Delete unused resources – Orphaned PersistentVolumeClaims, idle load balancers, abandoned namespaces. These accumulate silently.

# Find PVCs not mounted by any pod
kubectl get pvc --all-namespaces -o json | jq -r '
  .items[] | select(.status.phase == "Bound") |
  "\(.metadata.namespace)/\(.metadata.name)"
' | while read pvc; do
  ns=$(echo $pvc | cut -d/ -f1)
  name=$(echo $pvc | cut -d/ -f2)
  used=$(kubectl get pods -n $ns -o json | jq --arg pvc "$name" \
    '[.items[].spec.volumes[]? | select(.persistentVolumeClaim.claimName == $pvc)] | length')
  if [ "$used" = "0" ]; then
    echo "UNUSED: $pvc"
  fi
done

Common Gotchas#

Setting requests too low causes eviction. When a node comes under memory pressure, the kubelet evicts pods whose actual memory usage exceeds their requests. Under-requesting to save cost and then losing pods under load is worse than the original overspending. Always maintain a buffer above p95.

HPA minimum replicas waste money at night. If your HPA has minReplicas: 10 but traffic drops to near zero overnight, those 10 pods sit idle for 8-10 hours a day. Consider lower minimums with a CronJob that adjusts the HPA minReplicas for off-hours, or use KEDA with scaling-to-zero capability.

Cost visibility lag. Cloud billing data is delayed 24-48 hours. After making rightsizing changes, do not expect to see cost reduction in your cloud bill for several days. Use Kubecost or Prometheus metrics for near-real-time verification.

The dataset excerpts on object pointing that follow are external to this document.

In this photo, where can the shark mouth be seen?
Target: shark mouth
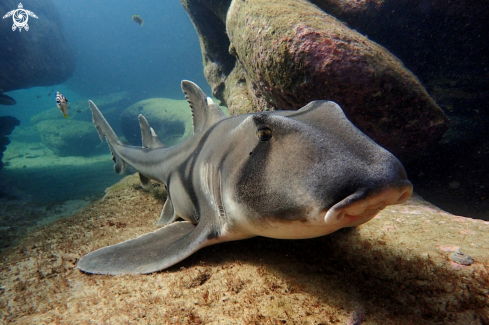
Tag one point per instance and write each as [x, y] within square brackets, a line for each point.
[356, 209]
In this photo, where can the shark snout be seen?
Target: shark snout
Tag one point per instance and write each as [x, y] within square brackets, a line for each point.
[359, 208]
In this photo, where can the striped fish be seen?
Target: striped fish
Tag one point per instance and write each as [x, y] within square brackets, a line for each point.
[62, 104]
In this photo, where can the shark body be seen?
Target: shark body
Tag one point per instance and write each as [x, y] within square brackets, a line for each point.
[281, 174]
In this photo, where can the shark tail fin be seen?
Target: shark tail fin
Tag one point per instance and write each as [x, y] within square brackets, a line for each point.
[105, 131]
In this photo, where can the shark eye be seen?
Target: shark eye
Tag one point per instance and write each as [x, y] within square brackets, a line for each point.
[264, 134]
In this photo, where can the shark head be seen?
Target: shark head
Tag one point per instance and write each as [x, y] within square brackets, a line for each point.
[311, 172]
[281, 174]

Practical Example: 20 Nodes to 12#

A production EKS cluster running 20 m5.2xlarge nodes (8 CPU, 32Gi each). Monthly compute cost: approximately $11,000.

Analysis showed total CPU requests of 110 cores against actual p95 usage of 35 cores. Memory requests totaled 280Gi against actual p95 of 95Gi.

The rightsizing process over three weeks:

Deployed VPA in Off mode for all deployments. Waited 10 days.
Reduced CPU requests by 50-80% across 40 deployments based on VPA recommendations plus buffer.
Reduced memory requests by 40-60% across the same deployments.
Enabled Karpenter consolidation to replace underutilized nodes.
Cluster settled at 12 nodes with headroom. Monthly cost dropped to approximately $6,600 – a 40% reduction.

The key insight: nobody had revisited resource requests since the initial deployment 18 months earlier. The defaults from the original Helm chart values were wildly generous, and actual usage had never grown into them.